Kurt Raaflaub, CHS 1976-77

Kurt Raaflaub
Current Title:
David Herlihy University Professor & Professor of Classics & History, Royce Family Professor in Teaching Excellence (2005-8), Director of the Program in Ancient Studies
Brown University
Ph.D. University of Basel 1970
Habilitation, Freie Universität Berlin 1979
1. The Discovery of Freedom in Ancient Greece (2004)

2. Co-author: Origins of Democracy in Ancient Greece (2007)
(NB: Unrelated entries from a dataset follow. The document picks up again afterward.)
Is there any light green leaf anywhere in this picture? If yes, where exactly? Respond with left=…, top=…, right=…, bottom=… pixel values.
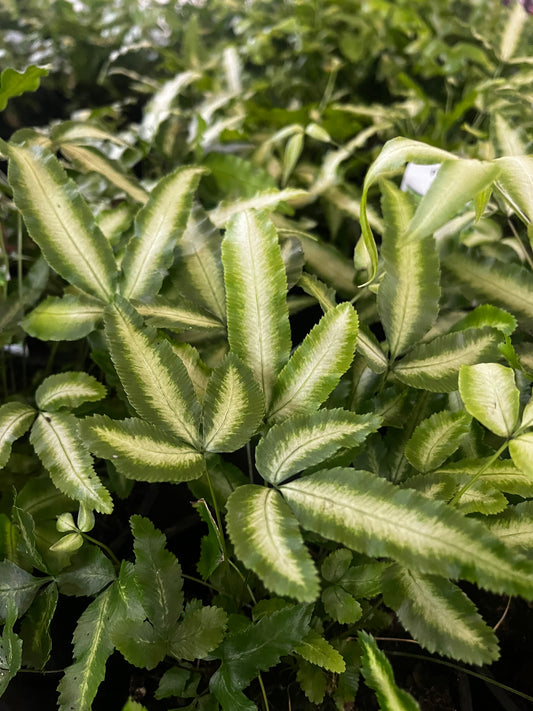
left=57, top=587, right=118, bottom=711
left=222, top=212, right=290, bottom=408
left=269, top=303, right=358, bottom=422
left=0, top=560, right=48, bottom=620
left=321, top=585, right=363, bottom=625
left=30, top=412, right=113, bottom=513
left=80, top=415, right=205, bottom=482
left=294, top=630, right=346, bottom=674
left=499, top=2, right=528, bottom=62
left=170, top=341, right=211, bottom=403
left=496, top=156, right=533, bottom=223
left=121, top=166, right=205, bottom=300
left=0, top=600, right=22, bottom=696
left=451, top=304, right=518, bottom=336
left=170, top=603, right=227, bottom=662
left=0, top=64, right=48, bottom=111
left=209, top=188, right=309, bottom=227
left=407, top=159, right=500, bottom=240
left=0, top=402, right=37, bottom=467
left=378, top=182, right=440, bottom=360
left=394, top=328, right=498, bottom=393
left=459, top=363, right=520, bottom=437
left=509, top=432, right=533, bottom=482
left=35, top=371, right=107, bottom=412
left=405, top=411, right=471, bottom=472
left=20, top=583, right=58, bottom=669
left=383, top=565, right=499, bottom=666
left=255, top=409, right=380, bottom=484
left=21, top=294, right=103, bottom=341
left=443, top=248, right=533, bottom=320
left=358, top=630, right=419, bottom=711
left=280, top=468, right=533, bottom=598
left=8, top=144, right=117, bottom=302
left=133, top=297, right=224, bottom=335
left=226, top=484, right=318, bottom=602
left=209, top=605, right=311, bottom=711
left=130, top=515, right=183, bottom=628
left=169, top=205, right=226, bottom=323
left=203, top=353, right=265, bottom=452
left=61, top=143, right=148, bottom=203
left=105, top=297, right=200, bottom=446
left=360, top=137, right=455, bottom=281
left=487, top=501, right=533, bottom=555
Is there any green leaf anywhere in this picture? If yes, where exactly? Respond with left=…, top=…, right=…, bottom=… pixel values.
left=378, top=181, right=440, bottom=360
left=61, top=143, right=148, bottom=203
left=496, top=156, right=533, bottom=224
left=170, top=603, right=227, bottom=661
left=55, top=546, right=116, bottom=597
left=80, top=415, right=205, bottom=482
left=35, top=371, right=107, bottom=412
left=8, top=144, right=117, bottom=301
left=121, top=166, right=205, bottom=300
left=487, top=501, right=533, bottom=555
left=405, top=410, right=471, bottom=472
left=105, top=297, right=200, bottom=447
left=20, top=583, right=58, bottom=669
left=57, top=587, right=118, bottom=711
left=296, top=659, right=328, bottom=708
left=0, top=402, right=37, bottom=467
left=226, top=484, right=318, bottom=602
left=459, top=363, right=520, bottom=437
left=0, top=601, right=22, bottom=696
left=203, top=353, right=265, bottom=452
left=134, top=297, right=224, bottom=335
left=209, top=605, right=310, bottom=711
left=407, top=159, right=500, bottom=240
left=360, top=137, right=455, bottom=281
left=209, top=188, right=309, bottom=227
left=321, top=585, right=363, bottom=625
left=170, top=341, right=211, bottom=403
left=193, top=499, right=224, bottom=580
left=30, top=412, right=113, bottom=513
left=170, top=202, right=226, bottom=323
left=222, top=212, right=290, bottom=407
left=0, top=64, right=48, bottom=111
left=358, top=631, right=419, bottom=711
left=393, top=328, right=498, bottom=393
left=280, top=467, right=533, bottom=599
left=130, top=516, right=183, bottom=637
left=443, top=248, right=533, bottom=320
left=509, top=432, right=533, bottom=483
left=21, top=294, right=103, bottom=341
left=294, top=630, right=346, bottom=674
left=383, top=565, right=499, bottom=666
left=451, top=304, right=517, bottom=336
left=269, top=303, right=358, bottom=422
left=255, top=409, right=380, bottom=484
left=0, top=560, right=46, bottom=620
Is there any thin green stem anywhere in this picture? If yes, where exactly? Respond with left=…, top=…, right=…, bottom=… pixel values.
left=257, top=672, right=270, bottom=711
left=79, top=531, right=120, bottom=571
left=387, top=652, right=533, bottom=701
left=449, top=440, right=509, bottom=506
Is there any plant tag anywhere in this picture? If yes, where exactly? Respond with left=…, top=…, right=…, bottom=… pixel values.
left=400, top=163, right=440, bottom=195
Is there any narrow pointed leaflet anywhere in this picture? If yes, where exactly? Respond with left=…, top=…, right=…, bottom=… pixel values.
left=222, top=211, right=291, bottom=407
left=105, top=297, right=200, bottom=447
left=9, top=144, right=117, bottom=302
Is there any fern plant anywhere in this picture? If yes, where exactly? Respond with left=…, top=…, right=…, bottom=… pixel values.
left=0, top=122, right=533, bottom=711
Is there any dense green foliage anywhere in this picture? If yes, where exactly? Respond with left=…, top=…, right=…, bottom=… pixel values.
left=0, top=0, right=533, bottom=711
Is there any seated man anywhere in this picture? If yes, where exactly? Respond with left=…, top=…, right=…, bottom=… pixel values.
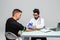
left=27, top=9, right=46, bottom=40
left=5, top=9, right=31, bottom=40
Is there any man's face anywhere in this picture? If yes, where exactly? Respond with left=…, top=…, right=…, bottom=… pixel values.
left=33, top=13, right=39, bottom=19
left=16, top=12, right=22, bottom=20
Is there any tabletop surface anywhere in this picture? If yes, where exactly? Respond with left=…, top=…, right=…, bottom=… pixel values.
left=22, top=31, right=60, bottom=37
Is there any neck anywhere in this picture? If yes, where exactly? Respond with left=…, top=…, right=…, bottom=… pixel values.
left=12, top=17, right=17, bottom=20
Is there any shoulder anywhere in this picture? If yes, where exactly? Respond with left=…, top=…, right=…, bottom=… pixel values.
left=40, top=17, right=44, bottom=20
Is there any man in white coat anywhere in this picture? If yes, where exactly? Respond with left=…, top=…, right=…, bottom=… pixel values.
left=27, top=9, right=47, bottom=40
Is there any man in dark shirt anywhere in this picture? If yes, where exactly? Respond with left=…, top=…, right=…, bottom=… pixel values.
left=5, top=9, right=26, bottom=40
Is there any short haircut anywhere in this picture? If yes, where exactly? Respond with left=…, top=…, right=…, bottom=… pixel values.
left=33, top=9, right=40, bottom=15
left=12, top=9, right=22, bottom=16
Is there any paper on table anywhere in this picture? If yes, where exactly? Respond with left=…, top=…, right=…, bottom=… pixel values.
left=40, top=28, right=51, bottom=33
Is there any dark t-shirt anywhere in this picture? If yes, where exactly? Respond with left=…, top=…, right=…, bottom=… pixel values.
left=5, top=18, right=24, bottom=36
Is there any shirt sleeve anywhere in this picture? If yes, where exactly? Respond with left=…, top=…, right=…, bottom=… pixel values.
left=10, top=20, right=25, bottom=30
left=36, top=18, right=44, bottom=28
3. Editor: Social Struggles in Archaic Rome (new edn., expanded and updated, 2005)                                                                                 
CV:  None given
CHS Fellowship:

Brief Bio

Kurt A. Raaflaub received his training in Switzerland and Germany and has been teaching at Brown University since 1978. In 1992-2000 he was Director (with Deborah Boedeker) of the CHS. His main fields of interest include the social and political history of the Roman republic, the social, political, and intellectual history of archaic and classical Greece, and the comparative history of the ancient world. At the CHS and Brown he organized numerous international conferences. He is general editor of a Blackwell series, “The Ancient World: Comparative Histories.” His earlier publications include Dignitatis contentio: Motivation and Political Strategy in Caesar’s Civil War  (Munich 1974, in German) and (co-)edited volumes on Between Republic and Empire: Interpretations of Augustus and his Principate (1990); City-States in Classical Antiquity and Medieval Italy (1991); Beginnings of Political Thought in the Ancient World: The Near-Eastern Civilizations and the Greeks (1993, in German); Democracy, Empire, and the Arts in Fifth-Century Athens (1998); War and Society in the Ancient and Medieval Worlds (1999), the latter two resulting from CHS Colloquia. His 2004 book on The Discovery of Freedom won the American Historical Association’s James Henry Breasted Prize. His current projects include Early Greek Political Thought in Its Mediterranean Context and a commentary on Caesar’s Bellum Civile, bk. 1.